Running the policy server

The rd serve command starts a live inference server that streams camera observations and robot proprioception to a remote policy over WebSocket using the chiral protocol.

Usage

rd serve

The server binds on 0.0.0.0:8765 by default. Connect a chiral policy client to ws://<host>:8765.

Action space

By default the server operates in EE pose mode. The policy receives observations and returns a 20-D flat action vector:

[l_xyz(3), r_xyz(3), l_rot6d(6), r_rot6d(6), l_grip(1), r_grip(1)]

Poses are in each arm's own base frame (left arm in left-base frame, right arm in right-base frame) — the same convention used in lowdim.npz during shardification.

The server solves IK on-the-fly to convert the policy's EE pose target into joint commands, seeding each solve from the current measured joint positions for a warm-started, smooth solution.

To operate in joint mode instead (14-D, right arm first):

rd serve --action-type joint
--action-type Action dims Layout
ee_pose (default) 20 l_xyz(3) + r_xyz(3) + l_rot6d(6) + r_rot6d(6) + l_grip(1) + r_grip(1)
joint 14 l_joints(7) + r_joints(7)

Depth backends

The server supports three depth backends for ZED cameras, selected with --stereo-method:

Backend Flag Description
ZED SDK (default) --stereo-method zed On-device NEURAL_LIGHT depth. No extra setup required.
Fast Foundation Stereo --stereo-method ffs GPU-based foundation model stereo depth. See Installation.
TRI Stereo --stereo-method tri_stereo TRI's learned stereo model. See TRI Stereo Depth.

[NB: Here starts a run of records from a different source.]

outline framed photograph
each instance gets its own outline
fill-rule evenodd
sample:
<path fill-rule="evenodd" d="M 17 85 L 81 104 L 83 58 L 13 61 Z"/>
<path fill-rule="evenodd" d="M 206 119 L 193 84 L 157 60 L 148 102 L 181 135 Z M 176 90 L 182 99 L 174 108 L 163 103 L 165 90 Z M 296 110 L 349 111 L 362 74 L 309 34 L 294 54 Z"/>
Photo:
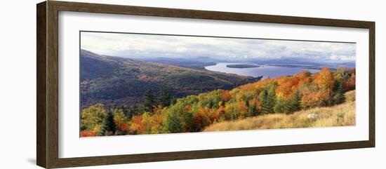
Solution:
<path fill-rule="evenodd" d="M 373 22 L 54 1 L 36 17 L 41 167 L 375 147 Z"/>

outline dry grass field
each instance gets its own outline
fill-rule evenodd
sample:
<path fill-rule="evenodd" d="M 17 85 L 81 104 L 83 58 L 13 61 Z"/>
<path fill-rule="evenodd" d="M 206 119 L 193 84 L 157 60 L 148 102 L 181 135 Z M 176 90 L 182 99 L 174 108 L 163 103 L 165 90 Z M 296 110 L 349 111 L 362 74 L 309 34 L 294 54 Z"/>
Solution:
<path fill-rule="evenodd" d="M 345 93 L 345 102 L 316 107 L 292 114 L 273 114 L 211 125 L 204 131 L 330 127 L 355 125 L 355 90 Z"/>

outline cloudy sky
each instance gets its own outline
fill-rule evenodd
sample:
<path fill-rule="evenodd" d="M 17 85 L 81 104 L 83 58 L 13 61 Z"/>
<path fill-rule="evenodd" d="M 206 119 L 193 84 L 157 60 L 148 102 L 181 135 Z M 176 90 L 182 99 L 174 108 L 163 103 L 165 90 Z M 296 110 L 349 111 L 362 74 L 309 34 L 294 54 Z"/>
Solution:
<path fill-rule="evenodd" d="M 303 58 L 354 61 L 356 44 L 135 34 L 81 33 L 81 48 L 126 58 L 207 56 L 221 59 Z"/>

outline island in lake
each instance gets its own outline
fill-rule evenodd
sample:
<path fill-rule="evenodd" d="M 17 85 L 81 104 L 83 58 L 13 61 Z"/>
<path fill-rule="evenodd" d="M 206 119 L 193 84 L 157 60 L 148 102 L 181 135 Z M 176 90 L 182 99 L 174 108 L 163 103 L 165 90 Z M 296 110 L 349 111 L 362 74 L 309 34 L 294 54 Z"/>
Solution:
<path fill-rule="evenodd" d="M 259 67 L 259 65 L 251 65 L 251 64 L 234 64 L 234 65 L 227 65 L 227 67 L 229 68 L 251 68 L 251 67 Z"/>

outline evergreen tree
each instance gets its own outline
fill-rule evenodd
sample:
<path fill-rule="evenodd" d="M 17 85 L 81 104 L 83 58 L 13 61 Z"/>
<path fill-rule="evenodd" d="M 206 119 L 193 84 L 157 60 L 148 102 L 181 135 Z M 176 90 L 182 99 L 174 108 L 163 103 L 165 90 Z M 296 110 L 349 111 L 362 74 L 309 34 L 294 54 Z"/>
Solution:
<path fill-rule="evenodd" d="M 167 133 L 175 133 L 182 131 L 182 118 L 177 111 L 170 111 L 166 116 L 164 128 Z"/>
<path fill-rule="evenodd" d="M 168 107 L 171 104 L 171 96 L 169 90 L 166 87 L 163 86 L 161 89 L 161 95 L 159 97 L 159 104 L 163 107 Z"/>
<path fill-rule="evenodd" d="M 336 90 L 336 94 L 334 96 L 333 101 L 335 104 L 340 104 L 346 100 L 345 90 L 343 90 L 343 83 L 340 82 Z"/>
<path fill-rule="evenodd" d="M 258 109 L 256 107 L 256 103 L 253 102 L 252 104 L 249 104 L 249 102 L 246 102 L 247 107 L 248 107 L 248 116 L 254 116 L 258 113 Z"/>
<path fill-rule="evenodd" d="M 262 100 L 261 101 L 261 112 L 263 114 L 269 114 L 272 111 L 270 107 L 270 103 L 268 97 L 268 91 L 265 89 L 262 91 Z"/>
<path fill-rule="evenodd" d="M 300 110 L 300 93 L 299 90 L 296 90 L 293 97 L 288 101 L 286 109 L 287 114 Z"/>
<path fill-rule="evenodd" d="M 103 120 L 103 125 L 102 126 L 100 135 L 114 135 L 115 134 L 115 128 L 114 114 L 109 111 Z"/>
<path fill-rule="evenodd" d="M 156 96 L 152 90 L 149 89 L 145 93 L 145 111 L 152 113 L 156 106 Z"/>

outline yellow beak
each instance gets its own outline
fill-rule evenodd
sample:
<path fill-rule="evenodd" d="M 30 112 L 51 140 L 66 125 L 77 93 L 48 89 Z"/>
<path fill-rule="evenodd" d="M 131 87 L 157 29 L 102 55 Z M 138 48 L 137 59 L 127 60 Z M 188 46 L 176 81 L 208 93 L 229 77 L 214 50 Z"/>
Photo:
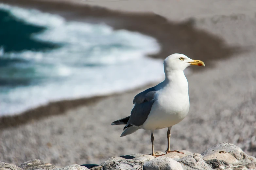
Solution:
<path fill-rule="evenodd" d="M 189 63 L 190 63 L 191 65 L 199 65 L 199 66 L 201 66 L 201 65 L 205 66 L 204 62 L 201 61 L 196 60 L 193 60 L 193 61 L 189 62 Z"/>

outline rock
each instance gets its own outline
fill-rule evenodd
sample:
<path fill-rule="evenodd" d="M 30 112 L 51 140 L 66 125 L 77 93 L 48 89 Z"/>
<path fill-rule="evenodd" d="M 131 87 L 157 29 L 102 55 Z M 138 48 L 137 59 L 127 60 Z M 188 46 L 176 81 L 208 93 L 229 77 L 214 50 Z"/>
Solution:
<path fill-rule="evenodd" d="M 17 166 L 3 162 L 0 162 L 0 169 L 1 170 L 22 170 L 22 169 Z"/>
<path fill-rule="evenodd" d="M 256 162 L 249 163 L 245 163 L 243 164 L 243 165 L 244 166 L 248 169 L 256 169 Z"/>
<path fill-rule="evenodd" d="M 145 162 L 152 160 L 155 158 L 155 157 L 149 155 L 143 155 L 137 157 L 135 157 L 132 159 L 134 161 L 141 161 Z"/>
<path fill-rule="evenodd" d="M 194 153 L 183 157 L 178 162 L 182 165 L 183 169 L 191 169 L 193 168 L 197 169 L 211 169 L 211 167 L 204 162 L 201 157 L 201 154 Z M 189 166 L 189 167 L 187 167 Z"/>
<path fill-rule="evenodd" d="M 108 159 L 98 166 L 94 167 L 92 170 L 122 170 L 143 169 L 143 163 L 132 159 L 126 159 L 121 157 L 113 157 Z"/>
<path fill-rule="evenodd" d="M 235 158 L 229 153 L 218 150 L 215 150 L 211 154 L 205 155 L 203 159 L 206 161 L 212 159 L 222 160 L 232 164 L 236 163 L 238 162 Z"/>
<path fill-rule="evenodd" d="M 24 170 L 27 170 L 33 167 L 37 167 L 39 165 L 42 165 L 44 163 L 43 161 L 38 159 L 35 159 L 25 162 L 19 166 Z"/>
<path fill-rule="evenodd" d="M 152 153 L 150 154 L 150 155 L 152 154 Z M 161 151 L 157 151 L 156 152 L 155 152 L 155 154 L 156 155 L 156 156 L 161 155 L 165 155 L 165 153 Z"/>
<path fill-rule="evenodd" d="M 65 167 L 53 166 L 51 163 L 44 163 L 43 161 L 36 159 L 31 160 L 21 164 L 19 167 L 24 170 L 47 169 L 47 170 L 87 170 L 86 167 L 74 164 Z"/>
<path fill-rule="evenodd" d="M 174 152 L 165 154 L 156 152 L 157 155 L 164 155 L 156 158 L 136 153 L 113 157 L 99 165 L 74 164 L 62 167 L 34 159 L 17 166 L 0 162 L 0 170 L 89 170 L 88 168 L 92 170 L 256 169 L 256 158 L 247 155 L 239 147 L 229 143 L 218 144 L 202 155 L 185 150 L 179 151 L 184 153 Z"/>
<path fill-rule="evenodd" d="M 122 155 L 120 156 L 120 157 L 122 157 L 126 159 L 133 159 L 136 157 L 138 157 L 139 156 L 141 155 L 144 155 L 144 154 L 142 153 L 133 153 L 132 154 L 130 154 L 130 155 Z"/>
<path fill-rule="evenodd" d="M 83 165 L 81 165 L 81 166 L 85 166 L 88 168 L 90 169 L 95 166 L 99 166 L 99 165 L 96 164 L 84 164 Z"/>
<path fill-rule="evenodd" d="M 180 153 L 176 152 L 173 152 L 169 153 L 164 155 L 160 156 L 159 157 L 167 157 L 173 159 L 175 161 L 178 161 L 183 157 L 193 154 L 190 152 L 185 150 L 181 150 L 179 151 L 183 152 L 184 153 Z"/>
<path fill-rule="evenodd" d="M 44 168 L 44 169 L 45 169 Z M 77 164 L 73 164 L 63 168 L 57 168 L 53 169 L 54 170 L 88 170 L 89 169 L 86 167 L 82 166 Z"/>
<path fill-rule="evenodd" d="M 167 157 L 159 157 L 146 162 L 143 167 L 145 170 L 182 170 L 180 163 Z"/>
<path fill-rule="evenodd" d="M 205 162 L 213 169 L 220 168 L 227 169 L 230 167 L 230 165 L 228 163 L 217 159 L 209 160 L 206 161 Z"/>
<path fill-rule="evenodd" d="M 204 151 L 202 155 L 204 157 L 207 155 L 215 154 L 216 150 L 224 151 L 231 154 L 239 163 L 251 163 L 256 162 L 256 158 L 248 156 L 238 146 L 227 142 L 218 143 Z M 231 159 L 231 158 L 230 158 Z"/>

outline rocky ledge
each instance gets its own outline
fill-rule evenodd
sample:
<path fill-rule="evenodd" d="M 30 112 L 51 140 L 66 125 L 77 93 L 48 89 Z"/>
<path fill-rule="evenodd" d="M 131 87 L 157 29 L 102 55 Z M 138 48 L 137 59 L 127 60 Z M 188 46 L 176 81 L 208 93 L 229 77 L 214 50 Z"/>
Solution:
<path fill-rule="evenodd" d="M 0 170 L 256 169 L 256 158 L 229 143 L 218 144 L 201 154 L 180 151 L 184 153 L 171 152 L 156 157 L 136 153 L 113 157 L 100 165 L 74 164 L 65 167 L 44 163 L 39 159 L 29 161 L 19 166 L 0 162 Z M 156 153 L 157 155 L 164 154 L 161 152 Z"/>

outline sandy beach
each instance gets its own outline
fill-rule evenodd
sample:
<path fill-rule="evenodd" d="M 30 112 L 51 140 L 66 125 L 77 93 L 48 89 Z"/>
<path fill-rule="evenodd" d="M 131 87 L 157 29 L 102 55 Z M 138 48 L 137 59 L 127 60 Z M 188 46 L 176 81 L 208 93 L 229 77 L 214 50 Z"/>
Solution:
<path fill-rule="evenodd" d="M 217 1 L 214 5 L 181 0 L 16 1 L 0 2 L 35 8 L 68 20 L 104 22 L 115 29 L 149 35 L 162 47 L 159 54 L 150 57 L 163 59 L 178 52 L 203 61 L 205 68 L 194 67 L 187 75 L 189 113 L 173 127 L 171 149 L 202 152 L 226 142 L 256 156 L 256 3 L 253 1 Z M 129 115 L 137 93 L 158 82 L 109 96 L 55 102 L 0 118 L 0 160 L 19 164 L 38 158 L 65 166 L 149 153 L 149 132 L 140 130 L 121 138 L 123 127 L 110 124 Z M 156 150 L 166 149 L 166 130 L 155 132 Z"/>

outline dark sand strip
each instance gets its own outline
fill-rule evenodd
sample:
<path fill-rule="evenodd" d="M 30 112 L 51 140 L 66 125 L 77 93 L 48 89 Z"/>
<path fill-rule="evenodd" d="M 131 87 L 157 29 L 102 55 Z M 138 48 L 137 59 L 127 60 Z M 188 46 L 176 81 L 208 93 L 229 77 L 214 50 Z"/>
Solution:
<path fill-rule="evenodd" d="M 195 21 L 193 19 L 182 23 L 175 23 L 153 13 L 122 13 L 71 3 L 33 0 L 0 0 L 0 2 L 58 14 L 69 21 L 103 22 L 116 29 L 125 29 L 152 36 L 157 39 L 162 48 L 159 53 L 150 56 L 155 58 L 163 59 L 173 53 L 182 53 L 191 58 L 203 60 L 206 64 L 213 67 L 216 60 L 230 57 L 234 52 L 241 51 L 238 47 L 228 47 L 220 37 L 197 29 L 194 26 Z M 192 69 L 202 70 L 197 67 Z M 69 109 L 91 104 L 106 97 L 52 102 L 21 114 L 3 117 L 0 118 L 0 129 L 61 114 Z"/>

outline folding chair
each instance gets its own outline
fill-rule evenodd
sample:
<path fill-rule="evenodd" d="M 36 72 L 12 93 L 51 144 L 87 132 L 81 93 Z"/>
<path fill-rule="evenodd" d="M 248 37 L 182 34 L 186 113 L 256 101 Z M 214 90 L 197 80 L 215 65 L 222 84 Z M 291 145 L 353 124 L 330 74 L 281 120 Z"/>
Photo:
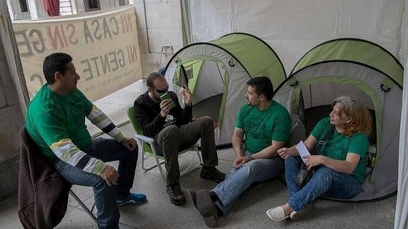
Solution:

For learned stereo backends, depth inference for all cameras runs in a single dedicated thread to avoid GPU contention. The model is loaded once at startup.

# Use TRI Stereo c64 (default variant)
rd serve --stereo-method tri_stereo

# Use the lighter c32 variant
rd serve --stereo-method tri_stereo --tri-stereo-variant c32

Safety

The server enforces a per-step joint delta limit. If any joint command deviates from the current measured position by more than --max-joint-delta radians, the server prints an error and calls os._exit(1) before sending the command.

# Tighter limit (default is 0.2 rad)
rd serve --max-joint-delta 0.1

A footpedal e-stop is attached automatically if present. Pressing the left pedal immediately triggers an emergency stop: arms are held at their current positions for 5 s, then moved to home, and the server exits.

Options

Option Default Description
--host 0.0.0.0 WebSocket bind address
--port 8765 WebSocket port
--action-type ee_pose Action space: ee_pose (20-D IK) or joint (14-D direct)
--stereo-method zed Depth backend: zed, ffs, or tri_stereo
--ffs-scale 1.0 FFS input resize scale
--ffs-iters 8 FFS update iterations
--tri-stereo-variant c64 TRI Stereo variant: c64 or c32
--max-joint-delta 0.2 Safety limit in radians per step
--no-depth false Disable ZED depth sensing (skips NEURAL_LIGHT inference for faster startup and lower GPU load)
--resize-images 384x384 Resize images to HxW before sending to the policy. Pass empty string to disable.
--camera-config-file ~/.config/raiden/camera.json Path to camera config
--calibration-file ~/.config/raiden/calibration_results.json Path to calibration file

Run rd serve --help for the full list.